The Trump administration has resisted calls for a national shelter-in-place order, leaving it to state and local health authorities to act on their own. California issued the first mandatory stay-at-home order on March 19, followed closely thereafter by Washington state. Many, though not all other states followed suit.

“Whether it’s wishful thinking or magical thinking, I think we were taking it seriously, acting aggressively,” Schuchat said. “But in the back of our minds, there’s that human nature of denial, that ‘Could it really be as severe as it is?'”
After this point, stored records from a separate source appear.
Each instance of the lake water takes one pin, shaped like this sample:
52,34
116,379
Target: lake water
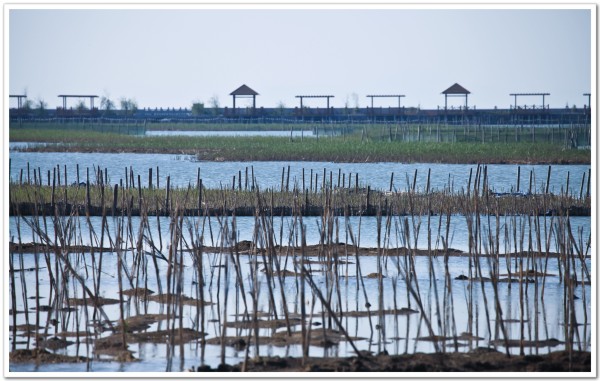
183,170
296,133
398,333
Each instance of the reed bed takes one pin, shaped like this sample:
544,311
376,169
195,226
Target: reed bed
369,146
213,293
93,194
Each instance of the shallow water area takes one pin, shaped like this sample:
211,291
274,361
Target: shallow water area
183,170
298,133
351,283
An earlier version of this story misstated the date on which China confirmed the Wuhan outbreak was caused by a new coronavirus. It was Jan. 8.

  • Dear Ms Bramswell:
    ..
    Thank you for your piece called “The months of magical thinking”.
    .
    Your reportage of the timeline, as well as most others, has me asking whether this virus was actually widely circulating in Wuhan last fall. Just a bit of presumption on my part, but wouldn’t it HAD to have been infecting enough people for it to draw notice? And then to subsequently draw alarm by Dec? Do the math going backwards… With the extremely high transmission of this virus during its long incubation period, wouldn’t this virus have been infecting many who were traveling to various destinations throughout the world all throughout Sept, Oct, and Nov?
    .
    Wouldn’t it be possible, then, that it was also circulating here in the US during those months?
    .
    I am pretty certain I had covid 19 last Oct, Nov and most of Dec. I had all the symptoms, including some asthmatic reaction that was treated unsuccessfully with pregnazone. Fortunately, if it was the virus, I had a mild case in comparison to what I’ve read about.
    .
    At the same time that I had this mysterious respiratory flu, a friend of mine, who is a triage nurse in the busiest urgent care in CO, complained of seeing nearly an epidemic numbers of a similar ‘flu’ that didn’t test as influenza A or B, with the O2 levels so low, they sent them immediately to the ER. Since urgent cares don’t follow up on patients, she had no info on what happened after these patients were sent to the ER.
    .
    It only got worse in CO, and the urgent care was closed due to the pandemic. My friend was laid off and soon came down with what she believes was a mild case covid. She tried to get tested twice, but she didnt meet two of the criteria—she had no underlying condition and she had not traveled to China in the last month. Now, she’s recovered and would need a blood test to find out. As would I, when the antibodies tests come out.
    .
    What I’m getting at is that I think it’s been here in the US for much longer than just the beginning of 2020.
    .
    Are you seeing anything that supports my theory? And, if this is the case, what does that do to the whole pandemic curve? Are we even anywhere close to the projected peak?
    .
    Thanks for your time.

  • Interesting article, please note that there are virtually no deaths in Beijing and Shanghai. Is it possible that the CCP understood the seriousness preventing Wuhan citizens from going to other parts of China but letting them leave to go around the world?

  • I don’t think it’s just magical thinking. There have been lots of diseases that looked really scary for a while but didn’t amount to that much: just in the last 20 years, I remember West Nile Virus around 2000, SARS in the early 2000s, Bird Flu and MERS in the early 2010s, Ebola arrival in the US in 2015, Zika Virus…

    (Those mosquito-borne ones – West Nile/Chikungunya/Zika – may only have been talked about in the far southern US, where I live. Not sure.)

    The H1N1 “Swine Flu” in 2009 did become a pandemic, but ultimately was less deadly than the average seasonal flu. (I suppose those deaths were mostly *in addition* to seasonal flu, not instead of, but still…)

    With the exception of HIV/AIDS, which is a totally different kind of thing (both in time scale and transmission), I don’t think the US (maybe the Western world in general) has had a really consequential novel disease in over 50 years.

    Even the 1957 and 1968 flu pandemics, which are starting to fade from memory, don’t really seem to have had much social impact despite a quite significant number of deaths (100K+ in a US population less than 2/3 of today’s). Anecdotally, people who were alive then often don’t even remember they happened.